12  Indicator statistics

The “Descriptive stats” tab, which is found in the “Explore” tab group, gives statistics of interest for each indicator and aims to point out potential statistical issues.

12.1 Table

The table in the main window has one row for each indicator. The columns give some statistics of interest, focusing on statistics that might identify potential problems. The table from the example data set is shown here:

The min and max columns give the minimum and maximum, respectively. This is worth checking because it could identify erroneous points, or mistaken definitions. For example, if an indicator is a percentage, it should be generally between 0-100%.

The Availability column gives the data availability of that indicator. If the data availability is below 66%, the cell will be highlighted. In general, indicators with very low data availability are candidates for removal unless they are essential to the framework.

The Same column gives the percentage of values in the indicator which share the same value.

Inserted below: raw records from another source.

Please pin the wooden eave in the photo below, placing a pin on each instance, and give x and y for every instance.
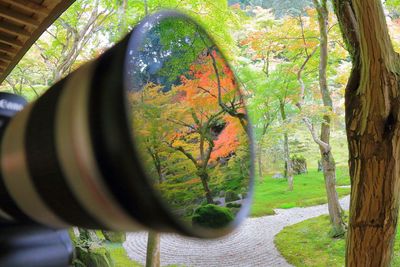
(22, 22)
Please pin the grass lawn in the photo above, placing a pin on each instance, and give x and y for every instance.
(308, 244)
(119, 256)
(309, 190)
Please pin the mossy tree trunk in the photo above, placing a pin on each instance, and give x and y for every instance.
(286, 149)
(327, 159)
(153, 250)
(372, 122)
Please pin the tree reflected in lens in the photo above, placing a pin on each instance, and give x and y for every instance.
(189, 122)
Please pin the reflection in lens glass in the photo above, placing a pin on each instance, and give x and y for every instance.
(189, 123)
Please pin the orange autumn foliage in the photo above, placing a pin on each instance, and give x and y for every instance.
(228, 140)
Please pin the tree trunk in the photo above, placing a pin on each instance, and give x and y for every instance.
(372, 122)
(286, 150)
(335, 211)
(204, 180)
(153, 250)
(260, 168)
(327, 160)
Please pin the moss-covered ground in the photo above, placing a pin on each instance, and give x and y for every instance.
(308, 244)
(309, 190)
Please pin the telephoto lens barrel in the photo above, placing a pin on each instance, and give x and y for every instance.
(153, 135)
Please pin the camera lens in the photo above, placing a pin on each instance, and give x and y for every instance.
(151, 135)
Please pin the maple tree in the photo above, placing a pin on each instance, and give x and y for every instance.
(188, 116)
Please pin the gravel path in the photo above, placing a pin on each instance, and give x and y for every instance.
(250, 245)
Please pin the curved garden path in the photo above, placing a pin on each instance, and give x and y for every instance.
(250, 245)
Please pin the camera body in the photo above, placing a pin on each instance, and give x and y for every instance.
(28, 244)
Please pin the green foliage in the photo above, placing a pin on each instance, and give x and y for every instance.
(212, 216)
(309, 190)
(93, 256)
(114, 237)
(308, 244)
(231, 196)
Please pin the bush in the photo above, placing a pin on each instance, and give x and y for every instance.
(93, 256)
(299, 164)
(212, 216)
(231, 196)
(233, 205)
(114, 237)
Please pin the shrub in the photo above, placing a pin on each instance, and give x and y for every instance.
(114, 237)
(233, 205)
(212, 216)
(231, 196)
(299, 164)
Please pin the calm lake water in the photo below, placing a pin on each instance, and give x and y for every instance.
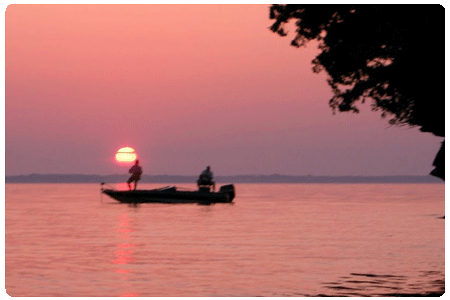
(274, 240)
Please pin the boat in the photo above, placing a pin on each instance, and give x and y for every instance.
(172, 194)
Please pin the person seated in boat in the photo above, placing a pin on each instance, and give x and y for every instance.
(136, 172)
(205, 178)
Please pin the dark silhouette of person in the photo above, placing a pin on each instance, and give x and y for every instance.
(205, 178)
(136, 172)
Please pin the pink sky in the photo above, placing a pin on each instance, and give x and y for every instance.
(186, 86)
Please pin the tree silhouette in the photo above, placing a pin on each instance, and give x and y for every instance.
(392, 55)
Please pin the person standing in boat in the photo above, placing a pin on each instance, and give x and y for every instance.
(136, 172)
(206, 177)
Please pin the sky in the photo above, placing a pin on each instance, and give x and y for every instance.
(186, 86)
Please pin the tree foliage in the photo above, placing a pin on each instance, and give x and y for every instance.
(392, 55)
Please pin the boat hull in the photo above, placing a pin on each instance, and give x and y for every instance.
(226, 194)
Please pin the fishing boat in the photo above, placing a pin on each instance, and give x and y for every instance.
(172, 194)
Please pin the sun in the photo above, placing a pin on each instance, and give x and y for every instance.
(126, 154)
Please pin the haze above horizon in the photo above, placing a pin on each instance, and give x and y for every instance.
(186, 86)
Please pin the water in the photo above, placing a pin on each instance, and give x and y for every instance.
(274, 240)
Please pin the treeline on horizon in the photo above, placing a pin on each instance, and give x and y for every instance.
(274, 178)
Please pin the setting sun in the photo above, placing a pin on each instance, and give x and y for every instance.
(126, 154)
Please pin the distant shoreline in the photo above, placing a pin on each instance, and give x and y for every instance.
(275, 178)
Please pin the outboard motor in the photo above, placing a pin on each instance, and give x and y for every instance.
(229, 189)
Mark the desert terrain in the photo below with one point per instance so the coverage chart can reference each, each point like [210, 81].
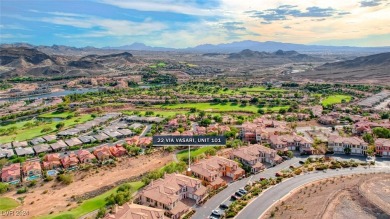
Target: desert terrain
[93, 182]
[355, 196]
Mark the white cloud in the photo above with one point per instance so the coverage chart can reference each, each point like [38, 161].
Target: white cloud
[178, 6]
[103, 26]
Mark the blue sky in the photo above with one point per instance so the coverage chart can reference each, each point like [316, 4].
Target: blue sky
[186, 23]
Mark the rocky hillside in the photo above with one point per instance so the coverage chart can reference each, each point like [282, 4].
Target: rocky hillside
[367, 69]
[28, 61]
[287, 56]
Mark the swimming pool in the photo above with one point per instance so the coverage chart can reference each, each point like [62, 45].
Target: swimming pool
[30, 178]
[52, 172]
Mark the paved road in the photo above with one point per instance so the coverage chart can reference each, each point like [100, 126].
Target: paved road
[260, 205]
[224, 196]
[146, 130]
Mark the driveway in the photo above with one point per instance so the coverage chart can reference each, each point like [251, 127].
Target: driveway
[262, 203]
[224, 196]
[146, 130]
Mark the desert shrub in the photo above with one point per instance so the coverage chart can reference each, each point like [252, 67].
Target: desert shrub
[65, 178]
[22, 190]
[3, 187]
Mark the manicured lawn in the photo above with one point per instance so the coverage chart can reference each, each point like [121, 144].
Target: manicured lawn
[195, 151]
[211, 107]
[91, 204]
[56, 115]
[158, 112]
[7, 204]
[261, 89]
[24, 133]
[335, 99]
[161, 64]
[219, 107]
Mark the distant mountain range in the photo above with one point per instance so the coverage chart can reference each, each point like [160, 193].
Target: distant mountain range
[268, 46]
[365, 69]
[233, 47]
[26, 61]
[292, 55]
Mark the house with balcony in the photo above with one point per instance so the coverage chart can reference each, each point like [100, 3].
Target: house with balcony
[102, 153]
[118, 150]
[85, 156]
[347, 145]
[174, 193]
[255, 155]
[31, 170]
[216, 171]
[51, 161]
[11, 174]
[292, 143]
[382, 147]
[70, 161]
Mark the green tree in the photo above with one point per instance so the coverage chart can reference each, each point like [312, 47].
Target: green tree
[3, 187]
[60, 125]
[367, 137]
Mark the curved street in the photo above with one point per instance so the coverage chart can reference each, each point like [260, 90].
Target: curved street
[204, 211]
[261, 204]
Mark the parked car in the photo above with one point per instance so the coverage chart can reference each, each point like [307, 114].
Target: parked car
[223, 206]
[216, 212]
[239, 194]
[235, 197]
[243, 191]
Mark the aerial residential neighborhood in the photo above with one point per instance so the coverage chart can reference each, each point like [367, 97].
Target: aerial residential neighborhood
[163, 109]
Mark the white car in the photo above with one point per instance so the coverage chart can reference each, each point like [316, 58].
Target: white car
[216, 212]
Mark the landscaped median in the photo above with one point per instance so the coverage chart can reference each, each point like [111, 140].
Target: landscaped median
[256, 188]
[7, 204]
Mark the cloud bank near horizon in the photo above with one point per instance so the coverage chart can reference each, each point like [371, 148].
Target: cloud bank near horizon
[186, 23]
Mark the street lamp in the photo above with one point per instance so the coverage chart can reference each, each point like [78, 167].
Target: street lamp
[189, 158]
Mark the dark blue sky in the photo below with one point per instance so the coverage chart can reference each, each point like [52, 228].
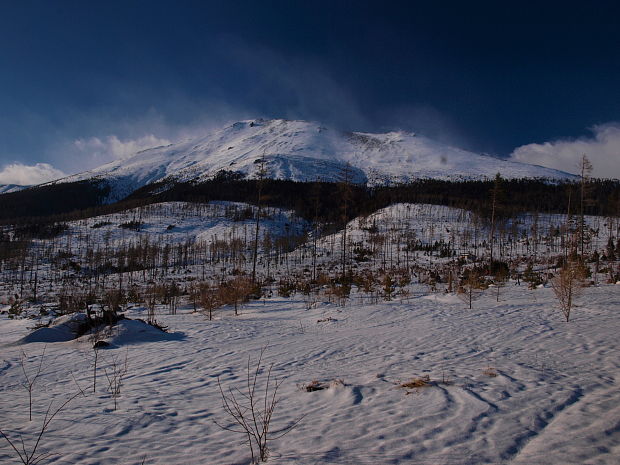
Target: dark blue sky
[486, 76]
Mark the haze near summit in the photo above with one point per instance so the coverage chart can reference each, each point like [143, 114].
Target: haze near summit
[85, 84]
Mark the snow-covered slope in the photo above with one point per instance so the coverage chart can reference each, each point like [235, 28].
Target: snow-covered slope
[305, 151]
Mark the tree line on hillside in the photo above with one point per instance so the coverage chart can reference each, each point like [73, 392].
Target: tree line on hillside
[311, 200]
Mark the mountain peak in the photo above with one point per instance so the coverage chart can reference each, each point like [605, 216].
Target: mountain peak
[305, 151]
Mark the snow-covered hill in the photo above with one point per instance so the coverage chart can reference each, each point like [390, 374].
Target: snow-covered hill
[305, 151]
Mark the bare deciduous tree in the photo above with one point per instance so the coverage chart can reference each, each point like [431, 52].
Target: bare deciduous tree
[568, 285]
[251, 410]
[30, 457]
[31, 380]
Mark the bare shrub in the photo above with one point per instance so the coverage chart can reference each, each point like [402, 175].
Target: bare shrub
[30, 380]
[30, 457]
[567, 286]
[251, 410]
[115, 374]
[209, 299]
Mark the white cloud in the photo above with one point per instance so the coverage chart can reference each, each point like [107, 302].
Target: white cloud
[602, 149]
[112, 148]
[27, 175]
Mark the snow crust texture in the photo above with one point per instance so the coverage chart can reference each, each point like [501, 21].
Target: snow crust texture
[509, 383]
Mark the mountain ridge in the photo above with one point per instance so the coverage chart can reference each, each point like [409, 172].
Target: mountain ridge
[304, 151]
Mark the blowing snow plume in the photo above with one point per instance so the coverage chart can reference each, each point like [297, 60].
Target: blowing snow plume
[603, 150]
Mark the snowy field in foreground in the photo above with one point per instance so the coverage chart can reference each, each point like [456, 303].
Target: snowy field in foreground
[524, 386]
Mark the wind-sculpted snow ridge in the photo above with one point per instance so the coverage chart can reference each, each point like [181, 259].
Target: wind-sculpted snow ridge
[305, 151]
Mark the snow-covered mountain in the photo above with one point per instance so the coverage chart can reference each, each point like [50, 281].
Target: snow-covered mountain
[305, 151]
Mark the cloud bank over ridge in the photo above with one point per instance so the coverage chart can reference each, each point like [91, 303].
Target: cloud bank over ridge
[602, 149]
[28, 175]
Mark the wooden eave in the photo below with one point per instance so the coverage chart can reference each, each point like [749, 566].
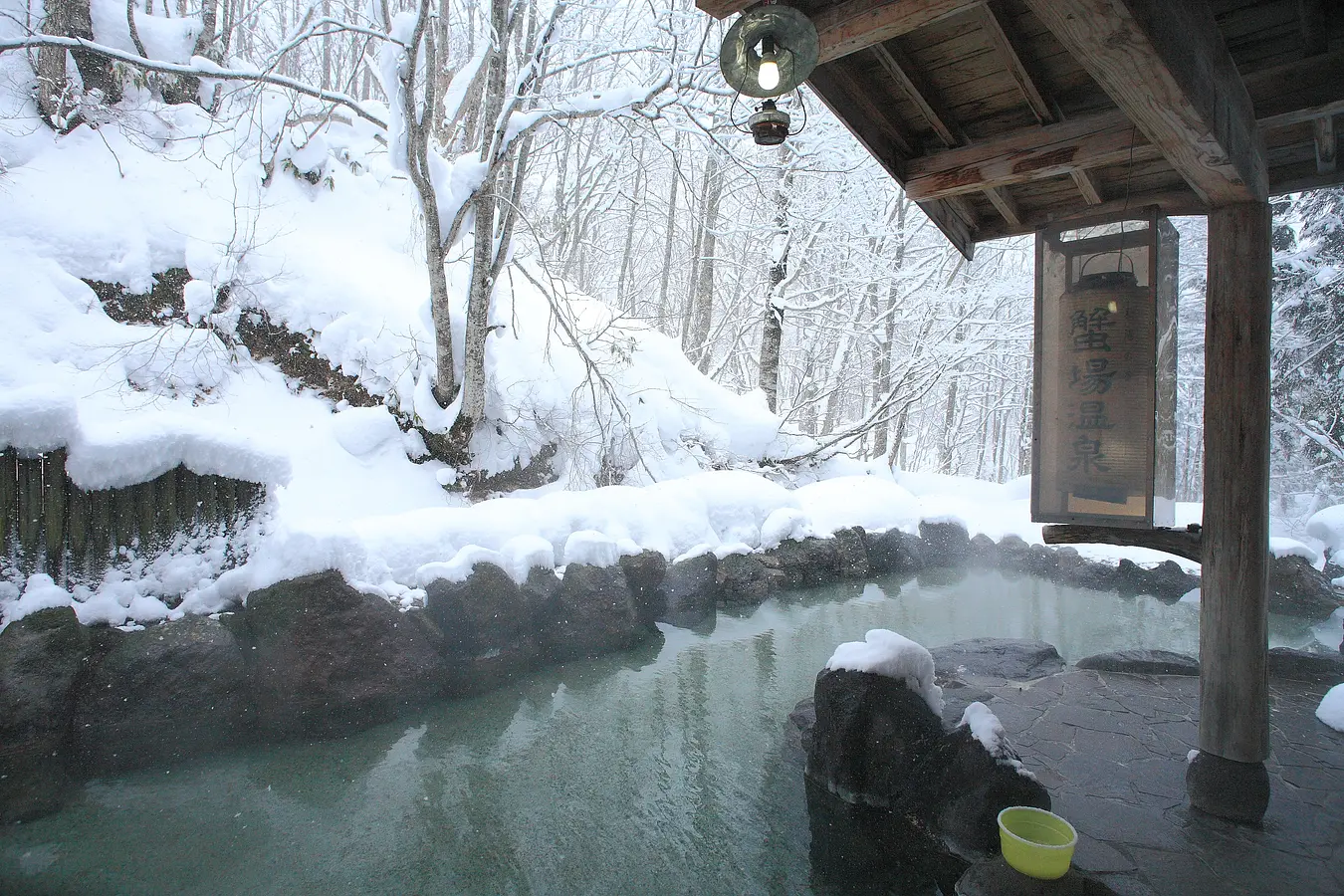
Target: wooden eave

If an indicator has a high percentage, this means that is relatively weak in differentiating between units, which is at the end of the day the role of indicators. Here, any indicator with more than 50% points having the same value is highlighted.

The skew/kurtosis column reports the skew and kurtosis. Since these measures are used to detect outliers (see again Chapter 7 for why we may want to check outliers), any indicators which pass the thresholds are highlighted. The thresholds are absolute skew > 2, and kurtosis > 3.5. An indicator has to exceed both thresholds to be flagged.

The final two columns, Collinear with and Neg. corr with give details of any indicators with which the indicators is collinear with (defined as correlation > 0.9), or negatively correlated with (defined as correlation < -0.4), within the same aggregation group at level 2. Collinearity between indicators can point to double counting, where effectively the same information is present in two indicators. Negative correlations can cause problems in aggregation, because high values of one indicator can cancel out low values of the other.

Altogether, the table aims to highlight at a glance any possible statistical issues with indicators. Keep in mind that indicators are never “perfect”, and there will likely be various issues flagged in your data set. Of the criteria in the table, the data availability is probably the most important - indicators with low availability can add little, and in the worst case be misleading. The others can be considered as “small flags”, but if an indicator has multiple flags, it could be examined more closely to see whether it is really worth including it or not.

12.2 Charts

The charts below the table allow you to visualise indicators and pairs of indicators.

Clicking on a row in the table will visualise the selected indicator in the left plot as either a violin plot, or as a histogram. The plot type can be changed by clicking on the “gear” icon in the top left of the plot.

On the right side, the scatter plot shows the same selected indicator on the x-axis. The indicator to plot on the y-axis is selected by clicking on the “gear” icon - there you can also change the axes to log axes if needed: this is useful to more clearly visualise skewed indicators.